Use Trusted identity propagation with Amazon Athena drivers
Trusted identity propagation provides a new authentication option for organizations that want to centralize data permissions management and authorize requests based on their IdP identity across service boundaries. With IAM Identity Center, you can configure an existing IdP to manage users and groups and use AWS Lake Formation to define fine-grained access control permissions on catalog resources for these IdP identities. Athena supports identity propagation when querying data to audit data access by IdP identities to help your organization meet their regulatory and compliance requirements.
You can now connect to Athena using Java Database Connectivity (JDBC) or Open Database Connectivity (ODBC) drivers with single sign-on capabilities through IAM Identity Center. When you access Athena from tools like PowerBI, Tableau, or DBeaver, your identity and permissions automatically propagate to Athena through IAM Identity Center. This means your individual data access permissions are enforced directly when querying data, without requiring separate authentication steps or credential management.
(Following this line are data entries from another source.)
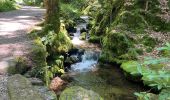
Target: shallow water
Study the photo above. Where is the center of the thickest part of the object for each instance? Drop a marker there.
(107, 81)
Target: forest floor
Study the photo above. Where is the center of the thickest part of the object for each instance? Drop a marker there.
(14, 40)
(14, 26)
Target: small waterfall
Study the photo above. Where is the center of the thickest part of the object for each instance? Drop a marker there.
(76, 40)
(89, 61)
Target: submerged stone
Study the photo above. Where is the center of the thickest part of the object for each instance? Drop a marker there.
(19, 88)
(79, 93)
For administrators, this feature centralizes access control through IAM Identity Center and Lake Formation, ensuring consistent permission enforcement across all supported analysis tools connecting to Athena. To get started, ensure your organization has configured IAM Identity Center as your identity source and set up the appropriate data access permissions for your users.
Topics
Key definitions
-
Application Role – Role to exchange tokens, retrieve workgroup and customer managed AWS IAM Identity Center application ARN.
-
Access Role – Role to use with Athena drivers for running customer workflows with Identity enhanced credentials. This means this role is needed to access downstream services.
-
Customer Managed Application – The AWS IAM Identity Center Application. For more information, see Customer Managed Application.
Considerations
-
This feature only works for regions where Athena is generally available with trusted identity propagation. For more information on availability, see Considerations and Limitations.
-
You can use both JDBC and ODBC either as standalone drivers or with any BI or SQL tool with trusted identity propagation using this authentication plugin.
Prerequisites
-
You must have an AWS IAM Identity Center instance enabled. For more information, see What is IAM Identity Center? for more information.
-
You must have a working external identity provider and the users or groups must be present in AWS IAM Identity Center. You can provision your users or groups automatically either manually or with SCIM. For more information, see Provisioning an external identity provider into IAM Identity Center using SCIM.
-
You must grant Lake Formation Permissions to users or groups for catalogs, databases, and tables. For more information, see Use Athena to query data with Lake Formation.
-
You must have a working BI tool or SQL client to run Athena queries using the JDBC or ODBC driver.